In recent decade, various studies have been done that focus on cardiovascular-related disease prediction [12]. They have applied different data mining concepts for detecting the heart sickness and achieved different accuracy for different data mining methods. They tried to attain well-organized methods and accuracies in finding out heart disease. This paper aims to analyze various ensembling techniques that have been used for heart disease detection [13]. Researchers have been examining the usage of data mining ideas to help in accurate calculation. Such methods and huge information bases are of less use for data-driven research. Progresses in neuroimaging, genomic, movement following, eye-following, and numerous other innovation-based information gathering techniques have prompted numerous datasets, which habitually have few examples. Data analysis examples are normal since analyzing and trial conventions which maximally segregate between various circumstances are still under improvement and due to the expenses related with information collection including human members. For instance, in our work with mentally unbalanced adults, running a trial to create one test of high-layered information might require 1.5–4 h of experimentation time (for running the investigation including set up and put down) and 3.5–6 h of member time (counting travel time) [14]. It is challenging to enroll enormous quantities of mentally unbalanced adults because of troubles getting to members and empowering support. Gathering tests from thousands of subjects is, hence, not possible with the assets accessible for beginning phase work [15]. There is as a basic requirement for hearty and dependable AI (ML) strategies utilizing these more modest datasets [16].

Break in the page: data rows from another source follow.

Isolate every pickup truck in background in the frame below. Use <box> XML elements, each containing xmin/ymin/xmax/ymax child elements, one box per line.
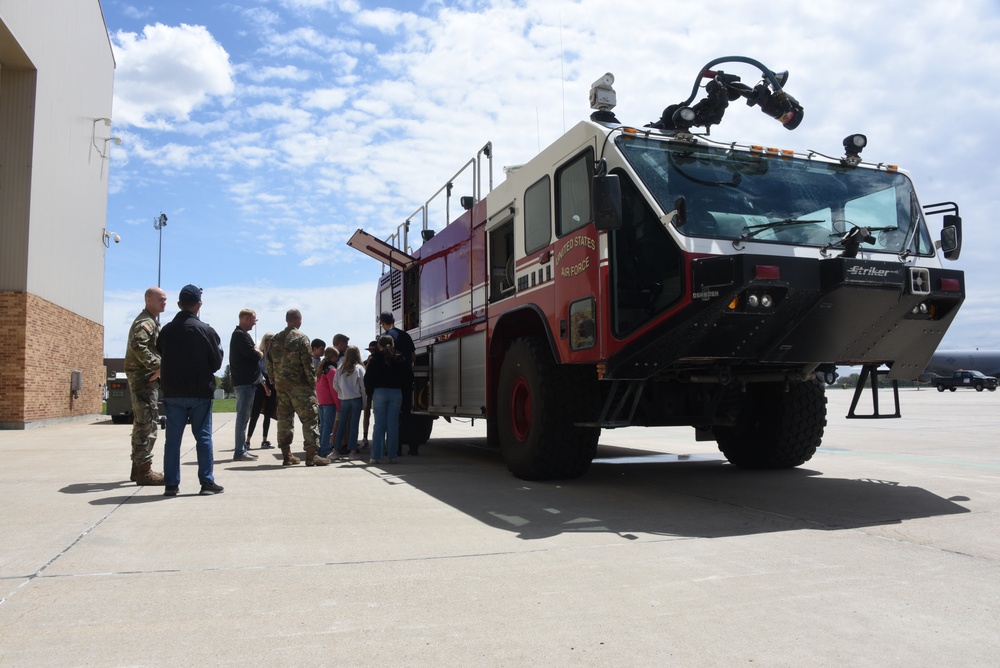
<box><xmin>934</xmin><ymin>370</ymin><xmax>997</xmax><ymax>392</ymax></box>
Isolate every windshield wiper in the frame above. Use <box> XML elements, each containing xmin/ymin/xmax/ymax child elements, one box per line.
<box><xmin>733</xmin><ymin>218</ymin><xmax>826</xmax><ymax>250</ymax></box>
<box><xmin>819</xmin><ymin>221</ymin><xmax>899</xmax><ymax>258</ymax></box>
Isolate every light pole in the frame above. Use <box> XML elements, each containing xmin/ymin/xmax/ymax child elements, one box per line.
<box><xmin>153</xmin><ymin>212</ymin><xmax>167</xmax><ymax>287</ymax></box>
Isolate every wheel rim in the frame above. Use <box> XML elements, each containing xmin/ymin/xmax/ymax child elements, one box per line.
<box><xmin>510</xmin><ymin>376</ymin><xmax>531</xmax><ymax>443</ymax></box>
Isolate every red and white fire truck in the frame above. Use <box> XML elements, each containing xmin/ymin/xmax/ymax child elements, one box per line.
<box><xmin>349</xmin><ymin>56</ymin><xmax>965</xmax><ymax>479</ymax></box>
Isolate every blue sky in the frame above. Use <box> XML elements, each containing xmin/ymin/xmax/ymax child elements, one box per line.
<box><xmin>102</xmin><ymin>0</ymin><xmax>1000</xmax><ymax>357</ymax></box>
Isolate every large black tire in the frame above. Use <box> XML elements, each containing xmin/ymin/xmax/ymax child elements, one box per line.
<box><xmin>496</xmin><ymin>338</ymin><xmax>601</xmax><ymax>480</ymax></box>
<box><xmin>712</xmin><ymin>380</ymin><xmax>826</xmax><ymax>469</ymax></box>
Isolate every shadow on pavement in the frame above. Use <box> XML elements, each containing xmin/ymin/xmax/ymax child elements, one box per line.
<box><xmin>381</xmin><ymin>439</ymin><xmax>969</xmax><ymax>540</ymax></box>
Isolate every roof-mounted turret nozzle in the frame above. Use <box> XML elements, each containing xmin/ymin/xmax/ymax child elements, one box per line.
<box><xmin>590</xmin><ymin>72</ymin><xmax>618</xmax><ymax>123</ymax></box>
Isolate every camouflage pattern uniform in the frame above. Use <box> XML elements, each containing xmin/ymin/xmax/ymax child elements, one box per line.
<box><xmin>125</xmin><ymin>309</ymin><xmax>160</xmax><ymax>464</ymax></box>
<box><xmin>267</xmin><ymin>326</ymin><xmax>319</xmax><ymax>452</ymax></box>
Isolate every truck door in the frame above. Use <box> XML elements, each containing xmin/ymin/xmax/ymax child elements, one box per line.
<box><xmin>552</xmin><ymin>146</ymin><xmax>600</xmax><ymax>362</ymax></box>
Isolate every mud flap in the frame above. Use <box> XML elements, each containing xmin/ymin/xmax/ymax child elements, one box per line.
<box><xmin>847</xmin><ymin>364</ymin><xmax>903</xmax><ymax>420</ymax></box>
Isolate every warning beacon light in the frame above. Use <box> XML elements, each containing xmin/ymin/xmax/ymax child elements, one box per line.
<box><xmin>590</xmin><ymin>72</ymin><xmax>618</xmax><ymax>123</ymax></box>
<box><xmin>840</xmin><ymin>134</ymin><xmax>868</xmax><ymax>167</ymax></box>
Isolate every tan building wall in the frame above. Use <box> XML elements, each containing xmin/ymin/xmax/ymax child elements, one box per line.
<box><xmin>0</xmin><ymin>0</ymin><xmax>115</xmax><ymax>429</ymax></box>
<box><xmin>0</xmin><ymin>292</ymin><xmax>106</xmax><ymax>429</ymax></box>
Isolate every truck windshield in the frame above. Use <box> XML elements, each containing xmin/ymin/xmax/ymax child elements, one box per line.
<box><xmin>616</xmin><ymin>136</ymin><xmax>933</xmax><ymax>255</ymax></box>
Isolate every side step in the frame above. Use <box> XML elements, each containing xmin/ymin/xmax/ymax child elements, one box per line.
<box><xmin>847</xmin><ymin>364</ymin><xmax>903</xmax><ymax>420</ymax></box>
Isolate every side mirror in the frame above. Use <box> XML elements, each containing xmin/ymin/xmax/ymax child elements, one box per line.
<box><xmin>672</xmin><ymin>195</ymin><xmax>687</xmax><ymax>229</ymax></box>
<box><xmin>593</xmin><ymin>174</ymin><xmax>622</xmax><ymax>231</ymax></box>
<box><xmin>941</xmin><ymin>215</ymin><xmax>962</xmax><ymax>260</ymax></box>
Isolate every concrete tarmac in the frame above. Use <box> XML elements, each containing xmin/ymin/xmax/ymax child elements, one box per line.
<box><xmin>0</xmin><ymin>389</ymin><xmax>1000</xmax><ymax>667</ymax></box>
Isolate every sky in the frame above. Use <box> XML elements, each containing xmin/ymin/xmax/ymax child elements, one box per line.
<box><xmin>102</xmin><ymin>0</ymin><xmax>1000</xmax><ymax>357</ymax></box>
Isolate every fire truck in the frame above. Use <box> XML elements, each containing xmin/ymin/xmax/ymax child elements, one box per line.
<box><xmin>348</xmin><ymin>56</ymin><xmax>965</xmax><ymax>480</ymax></box>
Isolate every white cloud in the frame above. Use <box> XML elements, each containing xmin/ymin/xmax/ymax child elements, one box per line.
<box><xmin>103</xmin><ymin>0</ymin><xmax>1000</xmax><ymax>354</ymax></box>
<box><xmin>302</xmin><ymin>88</ymin><xmax>351</xmax><ymax>111</ymax></box>
<box><xmin>112</xmin><ymin>23</ymin><xmax>234</xmax><ymax>129</ymax></box>
<box><xmin>247</xmin><ymin>65</ymin><xmax>310</xmax><ymax>83</ymax></box>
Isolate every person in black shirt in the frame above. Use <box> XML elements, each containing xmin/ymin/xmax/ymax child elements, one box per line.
<box><xmin>365</xmin><ymin>335</ymin><xmax>411</xmax><ymax>464</ymax></box>
<box><xmin>156</xmin><ymin>285</ymin><xmax>224</xmax><ymax>496</ymax></box>
<box><xmin>378</xmin><ymin>312</ymin><xmax>420</xmax><ymax>455</ymax></box>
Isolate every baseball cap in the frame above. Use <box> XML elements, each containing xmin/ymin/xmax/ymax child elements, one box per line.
<box><xmin>177</xmin><ymin>283</ymin><xmax>201</xmax><ymax>304</ymax></box>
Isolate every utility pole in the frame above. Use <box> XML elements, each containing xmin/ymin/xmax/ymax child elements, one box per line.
<box><xmin>153</xmin><ymin>212</ymin><xmax>167</xmax><ymax>287</ymax></box>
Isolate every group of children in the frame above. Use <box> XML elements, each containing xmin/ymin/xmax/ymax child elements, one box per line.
<box><xmin>316</xmin><ymin>341</ymin><xmax>376</xmax><ymax>460</ymax></box>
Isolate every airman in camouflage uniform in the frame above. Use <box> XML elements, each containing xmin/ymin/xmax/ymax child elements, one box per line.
<box><xmin>125</xmin><ymin>288</ymin><xmax>167</xmax><ymax>485</ymax></box>
<box><xmin>267</xmin><ymin>309</ymin><xmax>330</xmax><ymax>466</ymax></box>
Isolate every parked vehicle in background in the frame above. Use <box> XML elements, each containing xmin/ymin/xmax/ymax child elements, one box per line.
<box><xmin>934</xmin><ymin>370</ymin><xmax>997</xmax><ymax>392</ymax></box>
<box><xmin>107</xmin><ymin>374</ymin><xmax>133</xmax><ymax>424</ymax></box>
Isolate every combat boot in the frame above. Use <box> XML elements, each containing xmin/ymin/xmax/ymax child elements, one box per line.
<box><xmin>133</xmin><ymin>462</ymin><xmax>163</xmax><ymax>485</ymax></box>
<box><xmin>281</xmin><ymin>445</ymin><xmax>302</xmax><ymax>466</ymax></box>
<box><xmin>306</xmin><ymin>448</ymin><xmax>330</xmax><ymax>466</ymax></box>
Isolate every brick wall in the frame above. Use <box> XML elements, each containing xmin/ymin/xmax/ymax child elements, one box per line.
<box><xmin>0</xmin><ymin>292</ymin><xmax>105</xmax><ymax>427</ymax></box>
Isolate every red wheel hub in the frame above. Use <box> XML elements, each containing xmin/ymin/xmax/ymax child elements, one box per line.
<box><xmin>510</xmin><ymin>376</ymin><xmax>531</xmax><ymax>443</ymax></box>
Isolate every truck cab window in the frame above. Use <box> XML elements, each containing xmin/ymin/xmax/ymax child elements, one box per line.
<box><xmin>556</xmin><ymin>149</ymin><xmax>594</xmax><ymax>237</ymax></box>
<box><xmin>524</xmin><ymin>176</ymin><xmax>552</xmax><ymax>253</ymax></box>
<box><xmin>610</xmin><ymin>170</ymin><xmax>683</xmax><ymax>336</ymax></box>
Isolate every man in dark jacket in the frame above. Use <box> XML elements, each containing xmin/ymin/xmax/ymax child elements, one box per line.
<box><xmin>229</xmin><ymin>308</ymin><xmax>264</xmax><ymax>462</ymax></box>
<box><xmin>156</xmin><ymin>285</ymin><xmax>223</xmax><ymax>496</ymax></box>
<box><xmin>378</xmin><ymin>312</ymin><xmax>420</xmax><ymax>455</ymax></box>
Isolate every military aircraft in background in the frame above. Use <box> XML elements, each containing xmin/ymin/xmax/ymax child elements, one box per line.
<box><xmin>920</xmin><ymin>350</ymin><xmax>1000</xmax><ymax>383</ymax></box>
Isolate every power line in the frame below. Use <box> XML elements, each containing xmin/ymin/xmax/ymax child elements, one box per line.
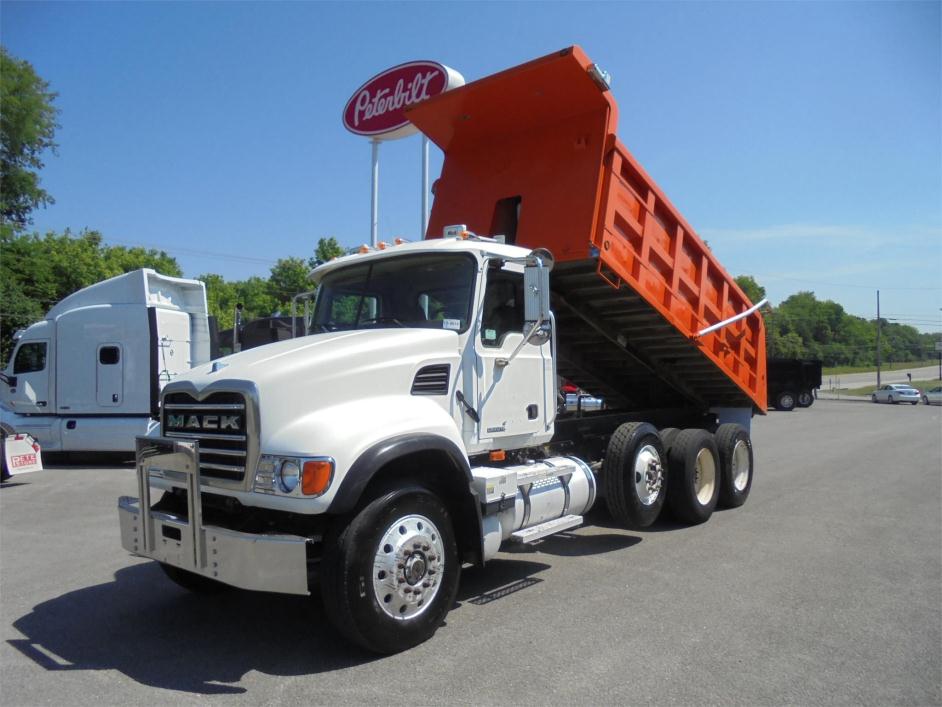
<box><xmin>754</xmin><ymin>273</ymin><xmax>942</xmax><ymax>291</ymax></box>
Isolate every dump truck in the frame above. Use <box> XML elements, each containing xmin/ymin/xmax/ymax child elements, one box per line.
<box><xmin>766</xmin><ymin>358</ymin><xmax>822</xmax><ymax>412</ymax></box>
<box><xmin>118</xmin><ymin>47</ymin><xmax>766</xmax><ymax>653</ymax></box>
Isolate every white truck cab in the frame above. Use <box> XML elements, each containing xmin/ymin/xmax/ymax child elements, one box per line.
<box><xmin>119</xmin><ymin>234</ymin><xmax>596</xmax><ymax>651</ymax></box>
<box><xmin>0</xmin><ymin>269</ymin><xmax>209</xmax><ymax>452</ymax></box>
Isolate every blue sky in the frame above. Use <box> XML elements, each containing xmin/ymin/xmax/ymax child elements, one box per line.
<box><xmin>0</xmin><ymin>2</ymin><xmax>942</xmax><ymax>330</ymax></box>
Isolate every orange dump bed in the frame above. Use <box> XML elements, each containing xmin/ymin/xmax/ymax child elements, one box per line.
<box><xmin>409</xmin><ymin>47</ymin><xmax>766</xmax><ymax>412</ymax></box>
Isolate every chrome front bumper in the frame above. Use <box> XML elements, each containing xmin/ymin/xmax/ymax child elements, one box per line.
<box><xmin>118</xmin><ymin>437</ymin><xmax>309</xmax><ymax>594</ymax></box>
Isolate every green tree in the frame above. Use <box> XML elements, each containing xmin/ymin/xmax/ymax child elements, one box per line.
<box><xmin>307</xmin><ymin>236</ymin><xmax>346</xmax><ymax>268</ymax></box>
<box><xmin>735</xmin><ymin>275</ymin><xmax>765</xmax><ymax>304</ymax></box>
<box><xmin>0</xmin><ymin>47</ymin><xmax>59</xmax><ymax>229</ymax></box>
<box><xmin>268</xmin><ymin>258</ymin><xmax>313</xmax><ymax>310</ymax></box>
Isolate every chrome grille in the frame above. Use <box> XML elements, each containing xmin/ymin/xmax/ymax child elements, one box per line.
<box><xmin>160</xmin><ymin>392</ymin><xmax>248</xmax><ymax>481</ymax></box>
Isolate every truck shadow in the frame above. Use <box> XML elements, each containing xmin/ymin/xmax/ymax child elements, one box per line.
<box><xmin>8</xmin><ymin>560</ymin><xmax>549</xmax><ymax>695</ymax></box>
<box><xmin>9</xmin><ymin>562</ymin><xmax>376</xmax><ymax>694</ymax></box>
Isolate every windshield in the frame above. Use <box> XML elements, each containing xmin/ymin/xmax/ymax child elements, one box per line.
<box><xmin>311</xmin><ymin>253</ymin><xmax>476</xmax><ymax>334</ymax></box>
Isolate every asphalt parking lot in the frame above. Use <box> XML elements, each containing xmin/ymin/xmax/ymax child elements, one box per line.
<box><xmin>0</xmin><ymin>400</ymin><xmax>942</xmax><ymax>705</ymax></box>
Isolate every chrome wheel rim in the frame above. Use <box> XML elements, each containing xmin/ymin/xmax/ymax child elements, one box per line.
<box><xmin>634</xmin><ymin>444</ymin><xmax>664</xmax><ymax>506</ymax></box>
<box><xmin>373</xmin><ymin>515</ymin><xmax>445</xmax><ymax>621</ymax></box>
<box><xmin>732</xmin><ymin>439</ymin><xmax>749</xmax><ymax>491</ymax></box>
<box><xmin>693</xmin><ymin>448</ymin><xmax>716</xmax><ymax>506</ymax></box>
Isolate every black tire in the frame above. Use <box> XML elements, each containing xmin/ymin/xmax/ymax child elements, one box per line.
<box><xmin>775</xmin><ymin>390</ymin><xmax>795</xmax><ymax>412</ymax></box>
<box><xmin>667</xmin><ymin>429</ymin><xmax>720</xmax><ymax>525</ymax></box>
<box><xmin>321</xmin><ymin>487</ymin><xmax>461</xmax><ymax>654</ymax></box>
<box><xmin>602</xmin><ymin>422</ymin><xmax>668</xmax><ymax>529</ymax></box>
<box><xmin>157</xmin><ymin>562</ymin><xmax>234</xmax><ymax>594</ymax></box>
<box><xmin>714</xmin><ymin>423</ymin><xmax>755</xmax><ymax>508</ymax></box>
<box><xmin>657</xmin><ymin>427</ymin><xmax>680</xmax><ymax>458</ymax></box>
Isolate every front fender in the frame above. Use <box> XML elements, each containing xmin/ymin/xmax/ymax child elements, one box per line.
<box><xmin>261</xmin><ymin>395</ymin><xmax>470</xmax><ymax>512</ymax></box>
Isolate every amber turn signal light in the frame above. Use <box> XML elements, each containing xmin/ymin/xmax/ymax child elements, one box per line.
<box><xmin>301</xmin><ymin>459</ymin><xmax>334</xmax><ymax>496</ymax></box>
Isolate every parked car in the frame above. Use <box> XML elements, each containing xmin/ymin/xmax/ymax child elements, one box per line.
<box><xmin>870</xmin><ymin>383</ymin><xmax>920</xmax><ymax>405</ymax></box>
<box><xmin>922</xmin><ymin>385</ymin><xmax>942</xmax><ymax>405</ymax></box>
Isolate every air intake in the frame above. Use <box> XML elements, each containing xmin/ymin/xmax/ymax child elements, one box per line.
<box><xmin>412</xmin><ymin>363</ymin><xmax>451</xmax><ymax>395</ymax></box>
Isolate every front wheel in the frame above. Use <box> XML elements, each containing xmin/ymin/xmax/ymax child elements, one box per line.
<box><xmin>322</xmin><ymin>487</ymin><xmax>461</xmax><ymax>654</ymax></box>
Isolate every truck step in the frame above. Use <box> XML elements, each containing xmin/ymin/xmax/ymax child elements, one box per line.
<box><xmin>510</xmin><ymin>515</ymin><xmax>582</xmax><ymax>545</ymax></box>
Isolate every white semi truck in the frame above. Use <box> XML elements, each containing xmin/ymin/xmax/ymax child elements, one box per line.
<box><xmin>118</xmin><ymin>47</ymin><xmax>766</xmax><ymax>653</ymax></box>
<box><xmin>0</xmin><ymin>268</ymin><xmax>210</xmax><ymax>452</ymax></box>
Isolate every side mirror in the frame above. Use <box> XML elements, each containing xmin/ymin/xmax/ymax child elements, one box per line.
<box><xmin>523</xmin><ymin>248</ymin><xmax>553</xmax><ymax>343</ymax></box>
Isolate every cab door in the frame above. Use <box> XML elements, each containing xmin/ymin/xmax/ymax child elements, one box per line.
<box><xmin>475</xmin><ymin>264</ymin><xmax>554</xmax><ymax>448</ymax></box>
<box><xmin>7</xmin><ymin>339</ymin><xmax>49</xmax><ymax>414</ymax></box>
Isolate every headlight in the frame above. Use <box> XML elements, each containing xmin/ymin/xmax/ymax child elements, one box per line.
<box><xmin>275</xmin><ymin>459</ymin><xmax>301</xmax><ymax>493</ymax></box>
<box><xmin>255</xmin><ymin>454</ymin><xmax>334</xmax><ymax>498</ymax></box>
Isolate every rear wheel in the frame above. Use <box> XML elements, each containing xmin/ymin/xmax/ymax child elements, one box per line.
<box><xmin>667</xmin><ymin>430</ymin><xmax>720</xmax><ymax>524</ymax></box>
<box><xmin>775</xmin><ymin>390</ymin><xmax>795</xmax><ymax>412</ymax></box>
<box><xmin>602</xmin><ymin>422</ymin><xmax>667</xmax><ymax>528</ymax></box>
<box><xmin>715</xmin><ymin>424</ymin><xmax>755</xmax><ymax>508</ymax></box>
<box><xmin>321</xmin><ymin>487</ymin><xmax>460</xmax><ymax>654</ymax></box>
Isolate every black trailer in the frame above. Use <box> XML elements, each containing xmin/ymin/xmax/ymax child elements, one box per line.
<box><xmin>766</xmin><ymin>358</ymin><xmax>821</xmax><ymax>411</ymax></box>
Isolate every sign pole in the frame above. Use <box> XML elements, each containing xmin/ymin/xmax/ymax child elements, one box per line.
<box><xmin>370</xmin><ymin>139</ymin><xmax>379</xmax><ymax>248</ymax></box>
<box><xmin>422</xmin><ymin>134</ymin><xmax>428</xmax><ymax>239</ymax></box>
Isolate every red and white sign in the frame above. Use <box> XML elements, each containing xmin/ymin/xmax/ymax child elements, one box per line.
<box><xmin>3</xmin><ymin>434</ymin><xmax>43</xmax><ymax>474</ymax></box>
<box><xmin>343</xmin><ymin>61</ymin><xmax>464</xmax><ymax>140</ymax></box>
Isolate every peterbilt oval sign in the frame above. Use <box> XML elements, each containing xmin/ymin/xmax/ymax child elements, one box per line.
<box><xmin>343</xmin><ymin>61</ymin><xmax>464</xmax><ymax>140</ymax></box>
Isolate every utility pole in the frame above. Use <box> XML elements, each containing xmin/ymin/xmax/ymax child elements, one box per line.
<box><xmin>877</xmin><ymin>290</ymin><xmax>880</xmax><ymax>388</ymax></box>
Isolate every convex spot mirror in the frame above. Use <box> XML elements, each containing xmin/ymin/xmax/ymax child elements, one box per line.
<box><xmin>523</xmin><ymin>248</ymin><xmax>553</xmax><ymax>343</ymax></box>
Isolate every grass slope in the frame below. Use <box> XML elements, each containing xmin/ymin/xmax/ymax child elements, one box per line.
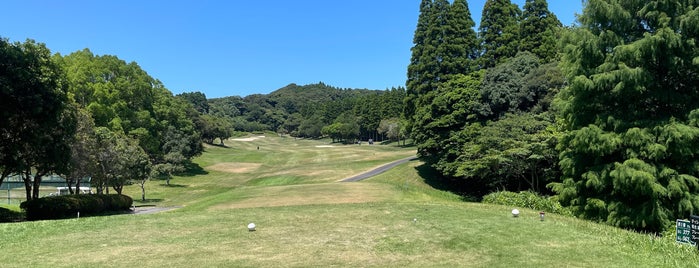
<box><xmin>0</xmin><ymin>137</ymin><xmax>699</xmax><ymax>267</ymax></box>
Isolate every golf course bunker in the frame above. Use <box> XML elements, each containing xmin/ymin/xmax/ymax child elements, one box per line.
<box><xmin>206</xmin><ymin>162</ymin><xmax>261</xmax><ymax>174</ymax></box>
<box><xmin>211</xmin><ymin>183</ymin><xmax>393</xmax><ymax>210</ymax></box>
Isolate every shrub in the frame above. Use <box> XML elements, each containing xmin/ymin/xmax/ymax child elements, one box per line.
<box><xmin>482</xmin><ymin>191</ymin><xmax>572</xmax><ymax>216</ymax></box>
<box><xmin>0</xmin><ymin>207</ymin><xmax>24</xmax><ymax>222</ymax></box>
<box><xmin>20</xmin><ymin>194</ymin><xmax>133</xmax><ymax>220</ymax></box>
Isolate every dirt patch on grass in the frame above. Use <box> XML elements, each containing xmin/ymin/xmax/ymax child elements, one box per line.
<box><xmin>206</xmin><ymin>162</ymin><xmax>262</xmax><ymax>174</ymax></box>
<box><xmin>212</xmin><ymin>183</ymin><xmax>392</xmax><ymax>210</ymax></box>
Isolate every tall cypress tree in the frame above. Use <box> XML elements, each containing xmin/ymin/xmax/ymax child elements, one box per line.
<box><xmin>551</xmin><ymin>0</ymin><xmax>699</xmax><ymax>232</ymax></box>
<box><xmin>403</xmin><ymin>0</ymin><xmax>432</xmax><ymax>128</ymax></box>
<box><xmin>411</xmin><ymin>0</ymin><xmax>452</xmax><ymax>152</ymax></box>
<box><xmin>519</xmin><ymin>0</ymin><xmax>562</xmax><ymax>62</ymax></box>
<box><xmin>478</xmin><ymin>0</ymin><xmax>521</xmax><ymax>68</ymax></box>
<box><xmin>439</xmin><ymin>0</ymin><xmax>480</xmax><ymax>75</ymax></box>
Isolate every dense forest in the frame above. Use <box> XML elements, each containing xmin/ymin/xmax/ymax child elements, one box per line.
<box><xmin>0</xmin><ymin>0</ymin><xmax>699</xmax><ymax>232</ymax></box>
<box><xmin>404</xmin><ymin>0</ymin><xmax>699</xmax><ymax>232</ymax></box>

Data mining method has been adopting random forest classifier to get better forecast accuracy and to examine different incidents connected to coronary heart disease [17]. Representation can assist the clinical suggesters for detecting coronary heart disease with its different occurrences and how it may be related with various sections of the people. Coronary heart disease is a frequent form of ailment influencing the heart and a significant reason for early death. From the point of examination of medical sciences, data mining is involved in determining a mixture of metabolic syndromes [18]. Ensembling techniques based on voting (a fusion concept with regression and Bayes) was applied in the dataset. Output illustrates that nine important attributes with leading three data mining techniques (Naive Bayes, SVM, voting) have better accuracy compared to others. To confirm the findings proposed by the researchers, Statlog dataset is analyzed in this study. Research outcome shows that the model developed with the nine important features and voting-based data mining algorithm resulted in an accuracy of 87.4% [19].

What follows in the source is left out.